Previously we were only dealing with error terms from one unit. Now, in the weight update, we have to consider the error for each unit in the hidden layer, $\delta_j$

$\Delta w_{ij} = \eta\delta_jx_{i}$

Steps: 
1. Calculate networks output error
2. Calculate networks output error term
3. Backpropragate to calculate the hidden later error term
4. Calculate the change in weights that are required from backpropragation

In [58]:
x = np.array([0.5, 0.1, -0.2])
target = 0.6
learnrate = 0.5

# Weights of input hidden are [3x2]
weights_input_hidden = np.array([[0.5, -0.6],
                                 [0.1, -0.2],
                                 [0.1, 0.7]])

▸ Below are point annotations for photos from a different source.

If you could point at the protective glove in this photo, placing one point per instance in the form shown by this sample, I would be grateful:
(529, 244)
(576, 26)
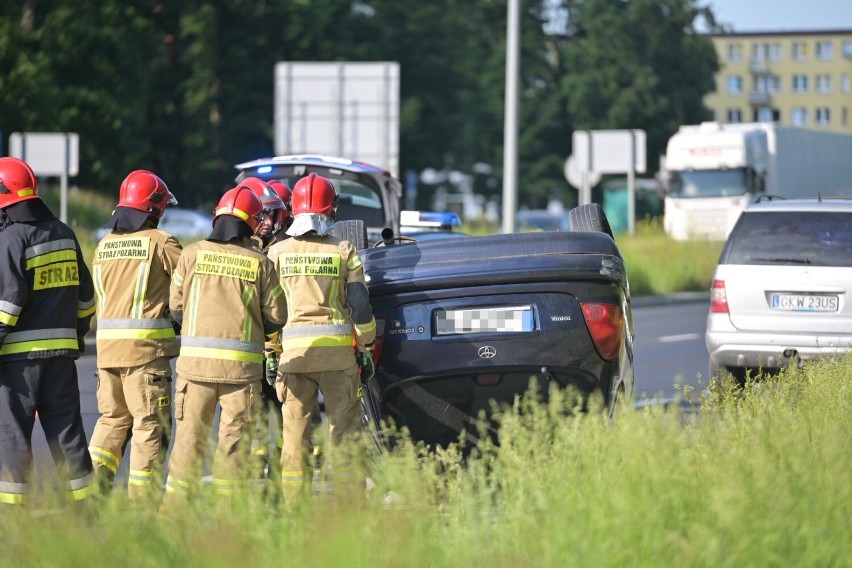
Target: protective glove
(271, 367)
(280, 390)
(367, 367)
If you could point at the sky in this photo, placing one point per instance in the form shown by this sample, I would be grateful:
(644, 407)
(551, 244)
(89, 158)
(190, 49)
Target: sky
(763, 15)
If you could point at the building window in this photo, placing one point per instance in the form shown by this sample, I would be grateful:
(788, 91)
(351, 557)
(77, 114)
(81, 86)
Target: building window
(735, 84)
(824, 50)
(735, 52)
(766, 51)
(768, 84)
(766, 114)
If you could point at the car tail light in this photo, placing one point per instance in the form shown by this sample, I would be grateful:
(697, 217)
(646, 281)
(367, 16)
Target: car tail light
(606, 326)
(718, 298)
(380, 340)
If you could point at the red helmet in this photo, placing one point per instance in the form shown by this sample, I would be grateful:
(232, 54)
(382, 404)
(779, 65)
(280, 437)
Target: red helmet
(314, 194)
(242, 203)
(17, 182)
(284, 217)
(145, 191)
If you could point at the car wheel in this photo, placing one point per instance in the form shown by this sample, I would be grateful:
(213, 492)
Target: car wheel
(589, 218)
(352, 230)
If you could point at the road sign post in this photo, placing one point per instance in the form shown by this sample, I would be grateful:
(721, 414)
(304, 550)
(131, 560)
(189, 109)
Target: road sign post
(599, 152)
(49, 154)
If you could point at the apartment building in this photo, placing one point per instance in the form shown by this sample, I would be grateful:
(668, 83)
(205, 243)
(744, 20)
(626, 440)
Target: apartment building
(796, 78)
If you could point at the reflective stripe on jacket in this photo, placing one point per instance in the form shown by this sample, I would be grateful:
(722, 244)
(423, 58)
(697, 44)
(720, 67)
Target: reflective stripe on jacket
(132, 272)
(46, 294)
(228, 298)
(316, 274)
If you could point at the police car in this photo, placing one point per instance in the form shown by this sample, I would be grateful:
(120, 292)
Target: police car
(423, 225)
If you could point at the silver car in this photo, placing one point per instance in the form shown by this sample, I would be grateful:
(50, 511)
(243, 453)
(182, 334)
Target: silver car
(782, 291)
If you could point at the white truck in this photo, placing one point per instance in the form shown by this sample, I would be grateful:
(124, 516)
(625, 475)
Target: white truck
(346, 109)
(711, 171)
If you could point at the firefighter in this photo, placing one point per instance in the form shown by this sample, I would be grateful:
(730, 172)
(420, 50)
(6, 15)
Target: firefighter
(226, 297)
(328, 304)
(132, 269)
(46, 303)
(273, 212)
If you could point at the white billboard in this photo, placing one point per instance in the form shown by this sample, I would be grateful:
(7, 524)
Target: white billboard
(47, 153)
(344, 109)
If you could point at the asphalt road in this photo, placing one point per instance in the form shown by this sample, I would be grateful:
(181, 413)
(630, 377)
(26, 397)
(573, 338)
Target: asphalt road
(669, 354)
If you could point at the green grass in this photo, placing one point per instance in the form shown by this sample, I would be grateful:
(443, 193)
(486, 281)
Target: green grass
(658, 264)
(756, 477)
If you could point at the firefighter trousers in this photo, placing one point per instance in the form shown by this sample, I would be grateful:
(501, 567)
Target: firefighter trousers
(342, 393)
(48, 387)
(195, 408)
(135, 405)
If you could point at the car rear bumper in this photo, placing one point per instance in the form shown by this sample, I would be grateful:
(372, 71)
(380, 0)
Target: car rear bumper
(775, 350)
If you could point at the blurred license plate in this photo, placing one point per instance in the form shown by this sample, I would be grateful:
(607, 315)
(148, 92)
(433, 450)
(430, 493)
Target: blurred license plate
(804, 303)
(515, 319)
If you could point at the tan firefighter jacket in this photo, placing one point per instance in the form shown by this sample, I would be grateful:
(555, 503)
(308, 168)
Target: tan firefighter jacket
(328, 305)
(132, 271)
(228, 299)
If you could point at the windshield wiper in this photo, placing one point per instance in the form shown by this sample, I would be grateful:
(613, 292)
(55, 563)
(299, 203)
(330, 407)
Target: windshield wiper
(789, 259)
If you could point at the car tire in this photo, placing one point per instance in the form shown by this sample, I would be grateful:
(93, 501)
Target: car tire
(352, 230)
(589, 218)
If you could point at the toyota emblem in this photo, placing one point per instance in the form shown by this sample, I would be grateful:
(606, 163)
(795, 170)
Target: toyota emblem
(487, 352)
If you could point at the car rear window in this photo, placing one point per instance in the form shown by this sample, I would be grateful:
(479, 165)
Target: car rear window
(791, 237)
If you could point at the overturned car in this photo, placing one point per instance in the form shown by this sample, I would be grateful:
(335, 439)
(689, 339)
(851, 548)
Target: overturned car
(465, 323)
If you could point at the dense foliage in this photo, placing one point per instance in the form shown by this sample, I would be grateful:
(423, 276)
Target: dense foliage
(186, 88)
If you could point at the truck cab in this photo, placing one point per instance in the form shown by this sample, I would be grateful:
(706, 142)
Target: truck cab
(711, 172)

weights_hidden_output = np.array([0.1, -0.3])

#Foward Pass 
hidden_layer_input = np.dot(x,weights_input_hidden) #[1x3] dot [3x2] = [1x2]
print("hidden layer input:\n", hidden_layer_input)

hidden_layer_output = sigmoid(hidden_layer_input)
print("hidden layer output:\n", hidden_layer_output) 

#[1x2] dot [1x2] = [1]
output_layer_in = np.dot(hidden_layer_output, weights_hidden_output)
print("output layer input:\n", output_layer_in)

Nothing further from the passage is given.